Jour 306

Jour 306

Jour 306 – vendredi 7 août 2020


Dix mois aujourd’hui que tout a commencé. Et si je me sens mieux que jamais en ce moment, quelques larmes ont coulé ce matin, sans que je m’y attende. Rien à voir avec les pleurs bruyants et incontrôlables qui ont pu arriver ces derniers mois. Plutôt quelques larmes orphelines, surprises elles-mêmes de tomber sur mes joues, interrompues rapidement, comme si elles n’avaient rien à faire là en ce moment.

Elles ont été déclenchées par une conversation toute bête : j’hésitais à aller à une soirée avec mon frère et ma belle-sœur chez leurs amis, car C. souhaitait rester à la maison. Je me demandais si je préférais rester avec lui, ou aller à la soirée. Et je savais bien qu’au fond, une partie de mon hésitation venait du fait que je ne supporte pas être éloignée de lui si j’ai le choix.

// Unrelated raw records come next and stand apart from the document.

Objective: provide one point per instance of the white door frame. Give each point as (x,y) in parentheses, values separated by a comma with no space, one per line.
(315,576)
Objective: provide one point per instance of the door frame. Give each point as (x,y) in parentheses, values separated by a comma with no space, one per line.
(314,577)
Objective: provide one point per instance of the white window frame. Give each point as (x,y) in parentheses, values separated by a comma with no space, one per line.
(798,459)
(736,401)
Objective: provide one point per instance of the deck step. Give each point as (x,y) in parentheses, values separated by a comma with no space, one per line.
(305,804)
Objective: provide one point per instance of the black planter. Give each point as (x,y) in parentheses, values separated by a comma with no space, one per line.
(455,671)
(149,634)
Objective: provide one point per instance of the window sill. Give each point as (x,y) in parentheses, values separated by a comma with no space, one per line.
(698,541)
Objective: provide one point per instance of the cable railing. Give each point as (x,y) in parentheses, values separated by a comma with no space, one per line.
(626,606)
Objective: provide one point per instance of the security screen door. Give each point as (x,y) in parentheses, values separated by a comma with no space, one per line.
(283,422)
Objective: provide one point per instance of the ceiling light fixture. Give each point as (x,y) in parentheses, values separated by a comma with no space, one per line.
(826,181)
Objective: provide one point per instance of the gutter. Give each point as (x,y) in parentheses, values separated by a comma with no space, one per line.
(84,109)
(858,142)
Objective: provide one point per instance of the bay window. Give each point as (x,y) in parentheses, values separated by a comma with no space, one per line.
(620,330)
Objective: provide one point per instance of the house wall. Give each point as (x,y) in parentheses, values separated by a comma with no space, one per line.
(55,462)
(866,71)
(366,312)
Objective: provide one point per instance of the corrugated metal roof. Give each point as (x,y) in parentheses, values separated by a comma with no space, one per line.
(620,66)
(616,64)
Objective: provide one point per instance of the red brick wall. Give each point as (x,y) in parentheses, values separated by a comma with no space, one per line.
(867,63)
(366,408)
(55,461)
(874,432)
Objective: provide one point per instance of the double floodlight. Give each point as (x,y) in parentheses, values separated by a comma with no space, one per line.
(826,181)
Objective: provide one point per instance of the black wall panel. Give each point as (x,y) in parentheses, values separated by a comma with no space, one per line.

Avant le cancer, j’étais déjà réticente. Si je pouvais éviter d’être séparée de lui, je le faisais. Depuis octobre, ce sentiment s’est largement empiré. J’ai cru qu’il allait mourir, que les nouvelles du cancer allaient être bien plus que mauvaises, que j’allais être veuve à vingt-six ans, que c’était les dernières semaines, ou peut-être jours, que je passais avec mon mari. Jusqu’à preuve du contraire, qui est arrivée au bout de trois semaines, je ne pouvais pas être rassurée. Alors j’ai voulu passer chaque seconde avec lui. Je me sentais coupable de le laisser quelques heures seul à la clinique ou à la maison, pas seulement car j’étais inquiète qu’il ait besoin de moi, mais car moi-même, j’avais besoin de lui. Besoin de savoir qu’il allait bien. Je me réveillais la nuit et vérifiais sa respiration. J’étais soulagée chaque fois que je le voyais en vie. Quand il m’appelait, j’accourais vers lui, comme si une urgence était en train d’arriver. Quand il me demandait si je voulais me promener avec lui, j’acceptais, car j’avais trop peur que chaque fois soit la dernière. Dix mois après, ce sentiment n’est pas parti.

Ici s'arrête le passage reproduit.